When I first started reading vegan cookbooks, tempeh was one of those mysterious ingredients that I’d never heard of before. Now I enjoy eating tempeh and I prefer its texture over tofu. Tempeh is fermented, whole soybeans. Like me, you may be saying ‘ugh’ to yourself after reading about fermentation, but the process actually makes the soybeans easier to digest. It originated in Indonesia unlike other soybean based foods. Because it is less processed than tofu and it uses the whole soybean, it fits in better with a whole foods diet than tofu. It is also a possible rare source of plant based vitamin B12; although, there is much disagreement about this. Tempeh does contain the following nutrients: manganese, protein, copper, phosphorus, vitamin B2 and magnesium. I use it in place of meat in fajitas, BLT sandwiches, and stir fry meals. I buy it from a health food store. I have never seen it sold in a regular grocery store like tofu is. It comes in a square, vaccuum packed package in the refrigerated section of the store. Some tempeh is made entirely from soybeans and other varieties use other whole grains as well.

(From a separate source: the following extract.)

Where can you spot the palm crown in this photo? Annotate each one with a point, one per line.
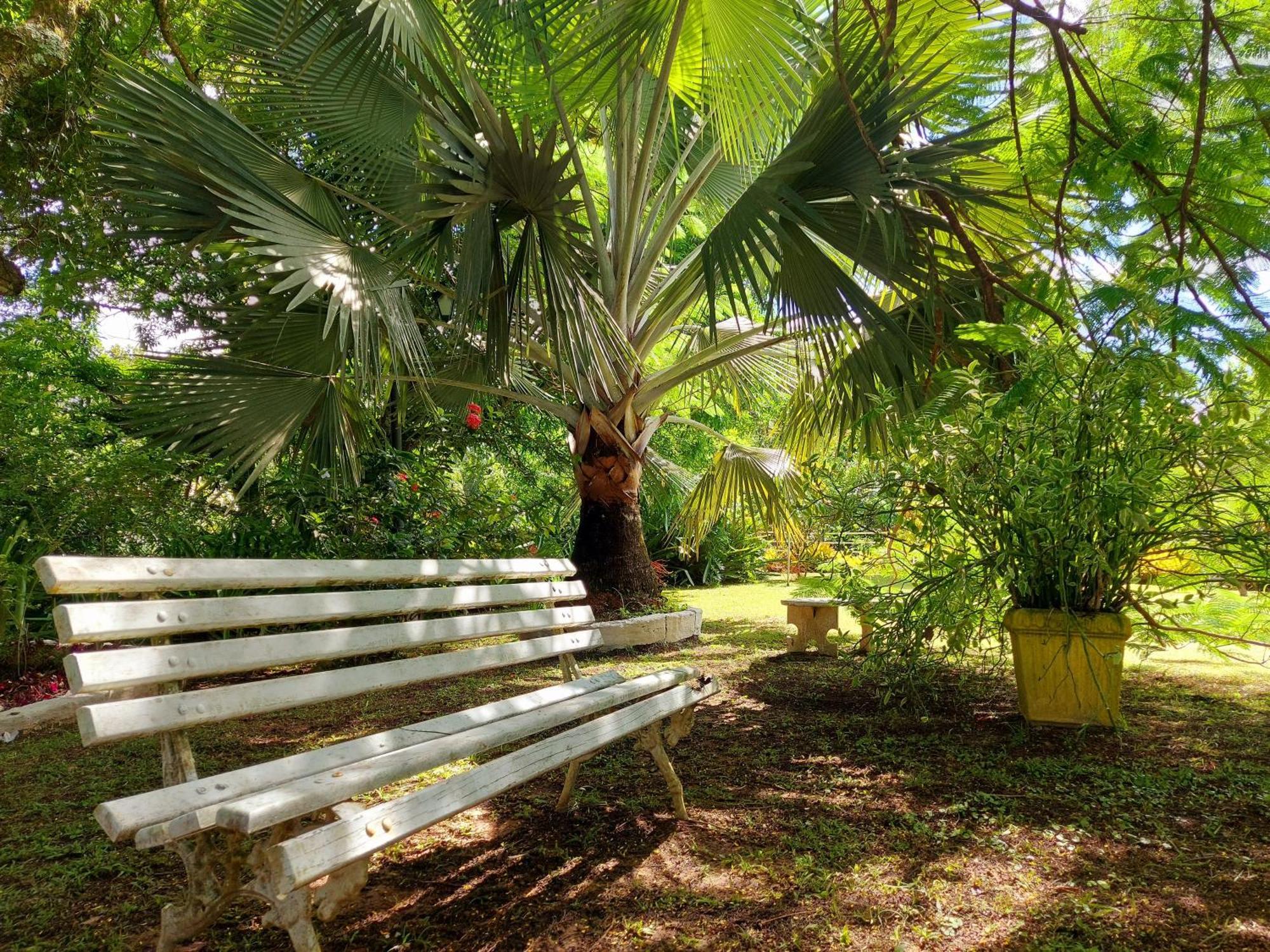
(495, 197)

Like tofu, tempeh needs to be marinaded or used with sauces to be flavorful. You need to steam it before you marinade it, so the tempeh soaks in the flavor. Just stick it in a steamer for 20 minutes. You can also bake tempeh at 350 degrees for about 20 minutes if you want to include it in a baked dish. If you decide to stir fry your tempeh, it will taste better if you steam it for 10-15 minutes first, then add it to your stir fry pan and finish cooking it where it will pick up the flavors you desire. The following are links to websites on this topic that I’ve found informative and also contain recipes:
http://www.tempeh.info/
http://www.vegancoach.com/tempeh.html http://whfoods.org/genpage.php?tname=foodspice&dbid=126#summary

Good luck in your effort to add a new healthy ingredient to your life!